Bu kafa, müzevirci, hedef gösteren, yaranmacı ve son kertede tehlikeli bir kafa.

Geçtiğimiz haftalarda biri İzmir’de diğeri Ankara’da olmak üzere iki farklı tiyatro topluluğuna saldırı düzenlendi. İzmir’de Bornova Belediyesi Şehir Tiyatrosu oyuncularına İşgüzar Bir Tekerrür adlı oyunun provalarından sonra 20 kişilik bir grup oyunculara saldırdı. Diğer saldırı 12 Ocak günü Antalya Bölge Tiyatrosu’nun oyuncuları turne için geldikleri Ankara’da Şeyh Bedrettin Destanı adlı oyunu sahneledikten sonra grubun organizasyonunu yapan DTCF öğrencisi Cengiz Gültekin satırlı saldırı sonucu yaralandı.
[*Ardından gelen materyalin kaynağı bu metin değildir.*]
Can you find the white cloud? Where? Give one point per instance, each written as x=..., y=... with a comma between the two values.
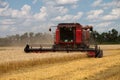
x=3, y=4
x=66, y=1
x=96, y=3
x=14, y=13
x=4, y=28
x=34, y=1
x=94, y=14
x=113, y=15
x=42, y=15
x=103, y=24
x=68, y=17
x=7, y=22
x=105, y=5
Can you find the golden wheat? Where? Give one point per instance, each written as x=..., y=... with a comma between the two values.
x=106, y=68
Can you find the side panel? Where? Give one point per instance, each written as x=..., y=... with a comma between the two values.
x=57, y=37
x=78, y=36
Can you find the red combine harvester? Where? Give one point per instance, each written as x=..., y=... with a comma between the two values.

Sizin yazınızdan sonra bu tiyatroya ve oyunculara bir saldırı olursa vebalini nasıl ödeyeceksiniz Sayın Pala?

Sizin düşünce dünyanızı, algınızı ve sanat seviyenizi ve kişiliğinizi belirleyen hangi sıfatınız? Kırıntılardan oluşturduğunuz defolu birikiminiz, sizi rezil ediyor, size bir kardeş tavsiyesi, çöpe atın onları ya da imha edin ve boş bir sayfa ile edebiyatın kutsal mecrasına yeniden duhul etmeyi deneyin.

Halkın parası diyor Pala, halkın parası sadece sizin beğendiğiniz ve zevk aldığınız temaşaya mı harcanmalı?

Siz de Şehir Tiyatrolarına oyun sattınız ve sonra da etrafta caka sattınız, oyunum oynuyor diye. O kötü oyun için size ödenen de halkın parasıydı.

Halkın parasını, vergilerini düşünme konusunda samimiyseniz etrafınıza bir bakın, hangi meblağların, nerelere, nasıl ve kimler tarafından peşkeş çekildiğini isterseniz görürsünüz. Ama görmek yetmez, yazmak ve dile getirmek, kamuoyuna ifşa etmek cesaret ve entelektüel sorumluluk da gerektirir.

Sanata saldıran bu kafayı deşifre etmek gerekiyor. Bunlardan çok türedi, seslerini çıkarmıyorlar ama biri konuşunca hep birlikte alkışlıyorlar. Bu kafaya karşı sanatı savunmak gerekmiyor, sanatın kendini savunacak gücü hep vardır. Sayın İskender, kendisinin tüfeği elinden alındığı için pala ile saldırıyor.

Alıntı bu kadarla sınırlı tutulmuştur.